What is remarkable about this scam is that if I feed them bogus names and SSN, they *know* it is bogus based upon access to a database they are using.


----------



## johnblue (Aug 30, 2016)

> Your post in the thread Pester the IRS scammers was edited. Reason: Sorry, we can't recommend abuse.


*lol.*


----------



## johnblue (Aug 31, 2016)

https://www.techdirt.com/articles/2...-to-punish-it-flimsy-pacemaker-security.shtml

Last paragraph .. 


> .. punishing companies .. using the only language they truly understand adds a massive and interesting new wrinkle in the never-ending debate over hacking ethics ..


IMO this applies to scammers too.  They are all the time rotating phone numbers so the best time to abuse *them* is when a number is active.


----------



## scottro (Aug 31, 2016)

Yes, and if they change that phone number....  

In my less than humble opinion, the moderators made the right call.  Can you imagine if the phone is changed and some person with no idea of what is going on suddenly gets deluged with phone calls from this forum?


----------



## johnblue (Aug 31, 2016)

scottro said:


> Yes, and if they change that phone number....
> 
> In my less than humble opinion, the moderators made the right call.  Can you imagine if the phone is changed and some person with no idea of what is going on suddenly gets deluged with phone calls from this forum?

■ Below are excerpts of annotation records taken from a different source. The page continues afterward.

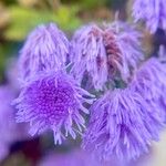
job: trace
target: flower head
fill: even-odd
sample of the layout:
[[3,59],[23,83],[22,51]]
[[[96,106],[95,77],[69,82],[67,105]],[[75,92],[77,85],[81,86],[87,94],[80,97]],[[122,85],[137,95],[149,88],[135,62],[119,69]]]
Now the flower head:
[[11,106],[14,97],[15,92],[9,85],[0,86],[0,142],[6,144],[28,138],[25,126],[15,123],[15,110]]
[[154,33],[157,28],[166,30],[165,0],[135,0],[133,6],[135,21],[143,20],[147,29]]
[[85,72],[95,89],[103,89],[107,81],[107,58],[103,31],[95,24],[79,29],[71,42],[72,74],[81,82]]
[[160,118],[151,114],[152,107],[132,89],[108,92],[91,108],[83,147],[104,160],[135,159],[158,139]]
[[71,42],[72,74],[80,82],[87,74],[96,90],[117,74],[127,81],[131,70],[143,59],[139,37],[134,28],[122,22],[103,29],[95,24],[81,28]]
[[28,138],[25,126],[14,120],[15,110],[11,106],[14,97],[11,86],[0,86],[0,160],[9,154],[12,143]]
[[20,77],[33,76],[40,71],[64,66],[69,54],[69,41],[53,23],[39,25],[28,37],[20,52]]
[[82,132],[84,118],[80,112],[89,113],[83,103],[93,101],[85,96],[92,95],[65,73],[41,73],[23,85],[20,96],[14,101],[19,110],[17,121],[30,122],[31,135],[51,128],[54,143],[61,144],[68,134],[75,138],[74,124]]
[[141,38],[141,32],[121,21],[114,21],[105,30],[104,41],[108,68],[112,73],[118,72],[125,82],[128,82],[132,72],[137,69],[139,62],[144,59]]

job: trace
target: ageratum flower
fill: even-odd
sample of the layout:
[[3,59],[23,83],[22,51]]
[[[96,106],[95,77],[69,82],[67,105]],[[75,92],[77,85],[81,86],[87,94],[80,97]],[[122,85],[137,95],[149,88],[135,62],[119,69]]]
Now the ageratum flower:
[[158,59],[151,58],[138,71],[136,71],[132,89],[139,93],[154,110],[154,115],[159,115],[163,122],[166,121],[166,71],[165,64]]
[[135,21],[143,20],[147,29],[154,33],[157,28],[166,30],[165,0],[135,0],[133,6]]
[[28,138],[25,126],[14,120],[15,110],[11,106],[14,97],[11,86],[0,86],[0,160],[9,154],[12,143]]
[[115,21],[106,28],[104,35],[110,71],[118,72],[128,82],[132,71],[144,59],[141,49],[142,33],[125,22]]
[[39,25],[20,51],[20,77],[29,80],[40,71],[62,69],[68,54],[65,34],[54,23]]
[[[152,118],[152,107],[132,89],[107,92],[91,108],[83,148],[100,159],[136,159],[158,139],[160,121]],[[157,126],[156,126],[157,125]]]
[[82,27],[75,32],[71,46],[74,77],[81,82],[87,72],[94,87],[102,90],[107,81],[107,58],[103,31],[95,24]]
[[63,72],[40,73],[24,83],[19,97],[13,102],[19,110],[17,122],[29,122],[32,136],[51,128],[54,143],[61,144],[68,134],[75,138],[74,124],[82,132],[84,118],[81,111],[89,113],[83,103],[91,103],[93,100],[90,96],[93,95],[77,86]]
[[106,166],[101,165],[91,155],[81,149],[70,151],[68,153],[46,155],[40,162],[39,166]]
[[0,86],[0,142],[11,144],[25,139],[27,128],[15,123],[15,110],[11,106],[15,92],[9,85]]
[[121,74],[127,82],[143,59],[139,38],[139,32],[121,22],[104,29],[94,24],[83,27],[71,43],[72,74],[81,82],[86,73],[96,90],[102,90],[115,75]]

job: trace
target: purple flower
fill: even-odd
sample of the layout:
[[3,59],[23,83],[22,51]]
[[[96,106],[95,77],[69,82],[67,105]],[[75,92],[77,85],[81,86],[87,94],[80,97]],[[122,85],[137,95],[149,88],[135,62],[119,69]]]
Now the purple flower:
[[166,121],[166,66],[158,59],[151,58],[136,71],[132,89],[139,93],[152,106],[154,117],[159,115]]
[[0,160],[9,154],[12,143],[28,138],[25,126],[14,120],[15,110],[11,106],[14,97],[9,85],[0,86]]
[[[91,155],[81,149],[74,149],[69,153],[51,153],[45,156],[39,166],[103,166]],[[106,166],[106,165],[104,165]]]
[[39,25],[28,37],[20,52],[20,77],[33,76],[40,71],[62,69],[69,54],[69,41],[54,23]]
[[[82,132],[84,118],[81,111],[89,113],[83,103],[92,103],[90,96],[93,95],[77,86],[74,80],[63,72],[41,73],[24,83],[14,101],[19,110],[17,122],[29,122],[31,135],[51,128],[54,143],[61,144],[68,134],[75,138],[75,132]],[[77,128],[73,127],[74,125]]]
[[127,82],[143,60],[139,38],[139,32],[122,22],[103,29],[95,24],[81,28],[71,42],[72,74],[79,82],[87,74],[96,90],[120,74]]
[[107,92],[91,108],[83,148],[100,159],[129,160],[148,152],[151,141],[158,141],[160,118],[148,103],[132,89]]
[[102,90],[107,81],[107,58],[103,31],[95,24],[79,29],[71,41],[72,74],[81,82],[85,72],[95,89]]
[[[113,32],[114,40],[111,40]],[[115,72],[118,72],[125,82],[128,82],[132,72],[136,70],[139,62],[144,60],[141,49],[141,32],[134,27],[121,21],[113,22],[105,30],[108,66]]]
[[9,154],[9,147],[4,143],[0,143],[0,162],[3,160]]
[[166,30],[165,0],[135,0],[133,6],[135,21],[143,20],[147,29],[154,33],[157,28]]
[[28,138],[24,125],[15,123],[15,110],[11,106],[15,92],[9,85],[0,86],[0,142],[11,144]]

hrm.  Perhaps, but that is really a hypothetical scenario for a non-existing problem.  Based upon my experience with retaliatory pestering of the scammers is that the number is only in service for at most 24 hours and then it goes out of service.

I personally love it when they are the ones that complain that I am wasting their time.

lol.


----------



## johnblue (Oct 7, 2016)

https://yro.slashdot.org/story/16/1...-in-india-scam-americans-of-millions#comments



> ... Later I amused myself by calling them back and then doing a three way call and calling the number again and listening to the two scammers try and figure out what each other was talking about.


The man is a genius.  Wish I would have thought of that.


----------



## johnblue (Oct 31, 2016)

Looks like the feds decided to join the party:

https://www.justice.gov/opa/pr/doze...-indian-call-center-scam-targeting-us-victims


----------